La comète 67P/Churyumov-Gerasimenko, le 24 septembre 2014
La comète 67P/Churyumov-Gerasimenko, le 24 septembre 2014.
ESA/Rosetta/NAVCAM
Nos invités du jeudi 23 octobre 2014, l'astrophysicienne Anny Chantal Levasseur-Regourd et le planétologue Pierre Drossart, s'interrogeront autour de la question suivante : « Comment se donner rendez-vous sur une comète ? »

Emission en partenariat avec le Musée des Arts et Métiers et le Cnrs pour la conférence Rosetta, rendez-vous avec une comète qui se tient le jeudi 23 octobre 2014 à 18h30.

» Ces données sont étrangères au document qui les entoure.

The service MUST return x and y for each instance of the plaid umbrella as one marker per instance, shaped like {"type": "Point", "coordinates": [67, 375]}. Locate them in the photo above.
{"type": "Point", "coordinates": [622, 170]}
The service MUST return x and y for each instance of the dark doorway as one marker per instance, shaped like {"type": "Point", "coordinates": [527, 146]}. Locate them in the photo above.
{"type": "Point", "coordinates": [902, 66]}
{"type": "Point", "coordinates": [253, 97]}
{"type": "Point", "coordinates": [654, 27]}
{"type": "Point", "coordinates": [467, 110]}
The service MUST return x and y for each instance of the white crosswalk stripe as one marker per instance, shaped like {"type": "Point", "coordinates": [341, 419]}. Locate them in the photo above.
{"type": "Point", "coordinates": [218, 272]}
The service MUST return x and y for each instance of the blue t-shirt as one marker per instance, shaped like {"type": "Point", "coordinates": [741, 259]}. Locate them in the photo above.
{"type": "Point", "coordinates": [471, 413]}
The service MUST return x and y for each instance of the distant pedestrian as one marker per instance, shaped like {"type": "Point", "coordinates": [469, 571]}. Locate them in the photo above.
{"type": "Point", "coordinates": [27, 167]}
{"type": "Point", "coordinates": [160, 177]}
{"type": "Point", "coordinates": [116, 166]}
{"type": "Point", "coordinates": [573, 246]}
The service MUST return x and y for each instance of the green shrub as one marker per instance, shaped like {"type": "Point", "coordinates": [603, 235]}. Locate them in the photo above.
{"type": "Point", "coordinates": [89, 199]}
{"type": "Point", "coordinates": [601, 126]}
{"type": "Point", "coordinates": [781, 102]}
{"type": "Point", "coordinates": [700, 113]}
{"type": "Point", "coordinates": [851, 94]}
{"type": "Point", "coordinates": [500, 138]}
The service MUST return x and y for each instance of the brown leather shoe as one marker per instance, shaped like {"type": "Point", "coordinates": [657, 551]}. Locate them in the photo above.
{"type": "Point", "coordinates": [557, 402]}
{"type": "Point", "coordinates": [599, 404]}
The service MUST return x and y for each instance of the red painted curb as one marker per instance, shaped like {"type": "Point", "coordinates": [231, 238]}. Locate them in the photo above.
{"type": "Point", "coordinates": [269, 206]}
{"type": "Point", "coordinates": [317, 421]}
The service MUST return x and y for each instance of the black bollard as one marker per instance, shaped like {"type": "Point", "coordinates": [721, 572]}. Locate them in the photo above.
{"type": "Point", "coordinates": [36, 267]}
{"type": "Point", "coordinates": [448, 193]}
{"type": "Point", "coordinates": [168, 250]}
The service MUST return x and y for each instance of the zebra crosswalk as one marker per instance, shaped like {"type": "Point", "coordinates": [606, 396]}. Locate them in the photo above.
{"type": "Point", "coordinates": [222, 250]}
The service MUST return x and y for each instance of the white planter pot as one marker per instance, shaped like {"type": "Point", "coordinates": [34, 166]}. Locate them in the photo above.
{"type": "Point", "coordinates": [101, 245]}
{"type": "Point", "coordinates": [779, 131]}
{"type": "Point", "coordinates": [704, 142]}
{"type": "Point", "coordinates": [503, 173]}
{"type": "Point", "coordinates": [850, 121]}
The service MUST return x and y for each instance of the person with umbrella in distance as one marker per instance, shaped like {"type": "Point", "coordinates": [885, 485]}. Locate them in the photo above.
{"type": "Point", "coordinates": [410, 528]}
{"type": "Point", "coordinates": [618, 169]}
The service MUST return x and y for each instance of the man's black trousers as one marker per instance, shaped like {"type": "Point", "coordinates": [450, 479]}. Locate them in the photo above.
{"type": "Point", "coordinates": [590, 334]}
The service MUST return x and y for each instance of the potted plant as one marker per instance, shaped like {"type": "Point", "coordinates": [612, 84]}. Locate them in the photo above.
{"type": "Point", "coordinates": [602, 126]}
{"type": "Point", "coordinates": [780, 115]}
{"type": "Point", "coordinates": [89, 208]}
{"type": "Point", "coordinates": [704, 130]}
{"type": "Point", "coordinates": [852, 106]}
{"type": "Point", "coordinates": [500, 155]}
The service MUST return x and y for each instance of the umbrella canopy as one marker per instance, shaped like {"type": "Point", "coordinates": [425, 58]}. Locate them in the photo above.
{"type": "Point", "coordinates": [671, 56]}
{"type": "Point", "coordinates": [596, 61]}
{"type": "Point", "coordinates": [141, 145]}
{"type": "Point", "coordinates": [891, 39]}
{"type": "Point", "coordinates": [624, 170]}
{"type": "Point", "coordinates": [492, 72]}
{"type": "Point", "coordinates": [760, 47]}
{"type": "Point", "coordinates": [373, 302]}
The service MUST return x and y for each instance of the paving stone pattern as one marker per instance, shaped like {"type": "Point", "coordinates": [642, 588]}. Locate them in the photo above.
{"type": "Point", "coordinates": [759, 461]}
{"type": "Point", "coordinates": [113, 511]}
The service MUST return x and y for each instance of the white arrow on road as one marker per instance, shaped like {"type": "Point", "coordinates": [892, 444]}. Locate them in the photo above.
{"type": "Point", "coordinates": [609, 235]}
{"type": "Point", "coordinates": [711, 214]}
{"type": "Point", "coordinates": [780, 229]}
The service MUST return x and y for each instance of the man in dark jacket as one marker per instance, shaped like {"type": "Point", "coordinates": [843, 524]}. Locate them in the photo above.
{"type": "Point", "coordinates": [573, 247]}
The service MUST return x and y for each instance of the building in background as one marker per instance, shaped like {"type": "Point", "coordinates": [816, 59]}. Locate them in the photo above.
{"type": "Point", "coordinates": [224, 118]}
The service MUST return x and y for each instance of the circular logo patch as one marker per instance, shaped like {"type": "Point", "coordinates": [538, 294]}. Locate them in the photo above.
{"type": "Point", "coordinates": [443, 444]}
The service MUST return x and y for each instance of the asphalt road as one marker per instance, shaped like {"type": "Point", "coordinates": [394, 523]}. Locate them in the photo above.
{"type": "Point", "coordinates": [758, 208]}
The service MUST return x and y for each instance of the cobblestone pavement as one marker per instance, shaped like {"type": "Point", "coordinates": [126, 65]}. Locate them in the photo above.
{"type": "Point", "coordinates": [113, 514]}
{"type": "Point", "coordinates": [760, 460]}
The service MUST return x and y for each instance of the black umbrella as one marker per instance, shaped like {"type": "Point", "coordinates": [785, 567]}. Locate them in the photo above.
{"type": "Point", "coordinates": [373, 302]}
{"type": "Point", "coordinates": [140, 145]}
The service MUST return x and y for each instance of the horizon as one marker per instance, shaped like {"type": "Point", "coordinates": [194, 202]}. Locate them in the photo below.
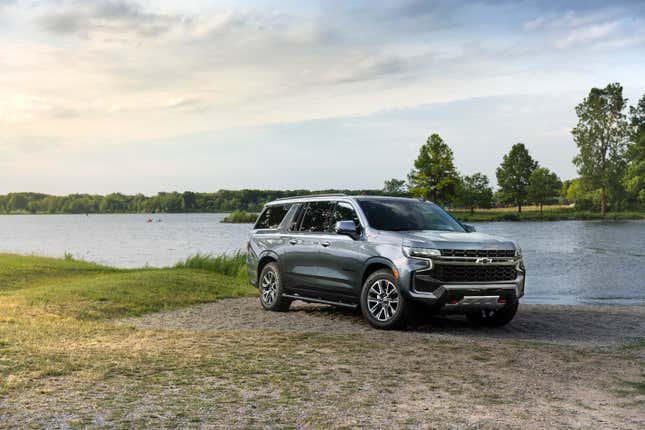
{"type": "Point", "coordinates": [137, 97]}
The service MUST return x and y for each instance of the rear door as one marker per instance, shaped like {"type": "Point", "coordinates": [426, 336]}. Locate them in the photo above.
{"type": "Point", "coordinates": [301, 257]}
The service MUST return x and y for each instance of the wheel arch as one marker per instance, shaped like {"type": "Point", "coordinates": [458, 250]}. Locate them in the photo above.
{"type": "Point", "coordinates": [374, 264]}
{"type": "Point", "coordinates": [266, 258]}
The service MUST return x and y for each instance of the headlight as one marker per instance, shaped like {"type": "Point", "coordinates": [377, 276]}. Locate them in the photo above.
{"type": "Point", "coordinates": [420, 252]}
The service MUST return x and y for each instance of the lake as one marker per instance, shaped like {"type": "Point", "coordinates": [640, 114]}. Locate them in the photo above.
{"type": "Point", "coordinates": [568, 262]}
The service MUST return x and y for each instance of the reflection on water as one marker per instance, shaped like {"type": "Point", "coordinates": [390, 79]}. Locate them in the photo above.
{"type": "Point", "coordinates": [574, 262]}
{"type": "Point", "coordinates": [570, 262]}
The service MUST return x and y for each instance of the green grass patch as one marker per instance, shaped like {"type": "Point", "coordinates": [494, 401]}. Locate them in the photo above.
{"type": "Point", "coordinates": [225, 264]}
{"type": "Point", "coordinates": [240, 217]}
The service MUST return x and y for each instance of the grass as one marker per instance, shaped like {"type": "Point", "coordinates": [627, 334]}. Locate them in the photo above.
{"type": "Point", "coordinates": [240, 217]}
{"type": "Point", "coordinates": [532, 213]}
{"type": "Point", "coordinates": [225, 264]}
{"type": "Point", "coordinates": [53, 310]}
{"type": "Point", "coordinates": [65, 363]}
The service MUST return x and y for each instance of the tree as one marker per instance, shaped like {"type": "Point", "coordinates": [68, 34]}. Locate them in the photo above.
{"type": "Point", "coordinates": [543, 186]}
{"type": "Point", "coordinates": [434, 176]}
{"type": "Point", "coordinates": [635, 173]}
{"type": "Point", "coordinates": [514, 173]}
{"type": "Point", "coordinates": [601, 136]}
{"type": "Point", "coordinates": [475, 191]}
{"type": "Point", "coordinates": [394, 187]}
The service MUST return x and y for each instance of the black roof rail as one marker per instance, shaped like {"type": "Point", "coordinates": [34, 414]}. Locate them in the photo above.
{"type": "Point", "coordinates": [312, 195]}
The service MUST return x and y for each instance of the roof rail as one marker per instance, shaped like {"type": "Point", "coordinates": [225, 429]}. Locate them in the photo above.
{"type": "Point", "coordinates": [312, 195]}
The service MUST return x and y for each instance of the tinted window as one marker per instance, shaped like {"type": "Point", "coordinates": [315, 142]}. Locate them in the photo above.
{"type": "Point", "coordinates": [343, 212]}
{"type": "Point", "coordinates": [272, 216]}
{"type": "Point", "coordinates": [399, 215]}
{"type": "Point", "coordinates": [316, 216]}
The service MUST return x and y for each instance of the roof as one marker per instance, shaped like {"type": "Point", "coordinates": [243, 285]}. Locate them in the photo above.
{"type": "Point", "coordinates": [314, 197]}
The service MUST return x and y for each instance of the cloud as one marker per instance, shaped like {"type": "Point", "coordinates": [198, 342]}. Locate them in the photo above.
{"type": "Point", "coordinates": [105, 18]}
{"type": "Point", "coordinates": [587, 34]}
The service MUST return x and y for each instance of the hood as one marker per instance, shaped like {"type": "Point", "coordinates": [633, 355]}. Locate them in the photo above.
{"type": "Point", "coordinates": [455, 240]}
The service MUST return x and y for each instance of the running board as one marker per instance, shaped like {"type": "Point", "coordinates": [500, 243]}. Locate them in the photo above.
{"type": "Point", "coordinates": [322, 301]}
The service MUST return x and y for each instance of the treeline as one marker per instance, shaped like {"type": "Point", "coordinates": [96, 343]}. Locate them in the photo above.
{"type": "Point", "coordinates": [611, 163]}
{"type": "Point", "coordinates": [165, 202]}
{"type": "Point", "coordinates": [610, 137]}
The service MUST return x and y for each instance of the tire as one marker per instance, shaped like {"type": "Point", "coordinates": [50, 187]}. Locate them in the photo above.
{"type": "Point", "coordinates": [494, 318]}
{"type": "Point", "coordinates": [271, 289]}
{"type": "Point", "coordinates": [382, 303]}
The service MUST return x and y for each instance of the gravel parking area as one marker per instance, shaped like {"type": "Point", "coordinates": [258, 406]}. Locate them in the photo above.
{"type": "Point", "coordinates": [567, 325]}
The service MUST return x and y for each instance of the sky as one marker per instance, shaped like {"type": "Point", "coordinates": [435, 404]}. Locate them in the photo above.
{"type": "Point", "coordinates": [146, 96]}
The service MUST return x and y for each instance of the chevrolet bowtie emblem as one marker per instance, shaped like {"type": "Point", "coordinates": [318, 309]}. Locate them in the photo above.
{"type": "Point", "coordinates": [484, 260]}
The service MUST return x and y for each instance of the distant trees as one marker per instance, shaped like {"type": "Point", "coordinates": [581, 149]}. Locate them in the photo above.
{"type": "Point", "coordinates": [634, 179]}
{"type": "Point", "coordinates": [544, 185]}
{"type": "Point", "coordinates": [475, 191]}
{"type": "Point", "coordinates": [514, 173]}
{"type": "Point", "coordinates": [601, 136]}
{"type": "Point", "coordinates": [163, 202]}
{"type": "Point", "coordinates": [434, 175]}
{"type": "Point", "coordinates": [394, 187]}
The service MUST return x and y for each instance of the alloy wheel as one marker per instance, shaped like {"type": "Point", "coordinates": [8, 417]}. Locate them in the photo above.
{"type": "Point", "coordinates": [383, 300]}
{"type": "Point", "coordinates": [269, 288]}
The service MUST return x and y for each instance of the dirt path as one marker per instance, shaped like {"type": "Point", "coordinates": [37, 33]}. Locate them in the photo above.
{"type": "Point", "coordinates": [232, 365]}
{"type": "Point", "coordinates": [567, 325]}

Si Rosetta tire son nom de la célèbre pierre de Rosette, sera-t-elle la clé permettant de déchiffrer les mystères de la naissance de notre système solaire ? Après un périple de 10 ans, 6,4 milliards de kilomètres parcourus et dix manœuvres ultra-précises, la sonde Rosetta a atteint sa cible le 6 août 2014 en rejoignant l’orbite de la comète 67P/Churyumov-Gerasimenko qu’elle s’apprête maintenant à étudier dans les moindres détails. Prochain défi fixé aux alentours du 12 novembre : parvenir à poser l’atterrisseur Philae sur le noyau de la comète d’une taille de l’ordre de 4 km, et dont la composition n’est pas connue. Les premières images réalisées cet été par Rosetta révèlent une structure du noyau en deux parties. Quand Philae touchera le sol, deux harpons l’ancreront à la surface et l’exploration in situ pourra débuter grâce aux neuf instruments scientifiques embarqués, dont une foreuse pour extraire des échantillons de matériaux sous la surface.

La sonde Rosetta, équipée de onze instruments scientifiques à son bord, poursuivra quant à elle sa mission en suivant la comète pendant son voyage à travers la partie intérieure du système solaire, à plus de 55 000 km/h, pour observer la transformation de cette comète glacée sous la chaleur des rayons du Soleil.

Avec leur chevelure brillante et leurs traînes lumineuses, les comètes font partie des corps célestes spectaculaires visibles à l’œil nu. Considérées comme de véritables fossiles témoins des débuts de l’histoire de notre système solaire, elles ont probablement contribué à la présence d’eau sur Terre et pourraient bien être à l’origine des molécules organiques nécessaires à l’activation d’une chimie du vivant !

Avec :

- Pierre Drossart, directeur de recherche au CNRS, directeur du LESIA, laboratoire d’études spatiales et d’instrumentation en astrophysique (Observatoire de Paris - CNRS - UPMC - Université Paris-Diderot),

- Anny-Chantal Levasseur-Regourd, professeur émérite à l’UPMC, laboratoire atmosphères, milieux, observations spatiales LATMOS (CNRS - UPMC - UVSQ).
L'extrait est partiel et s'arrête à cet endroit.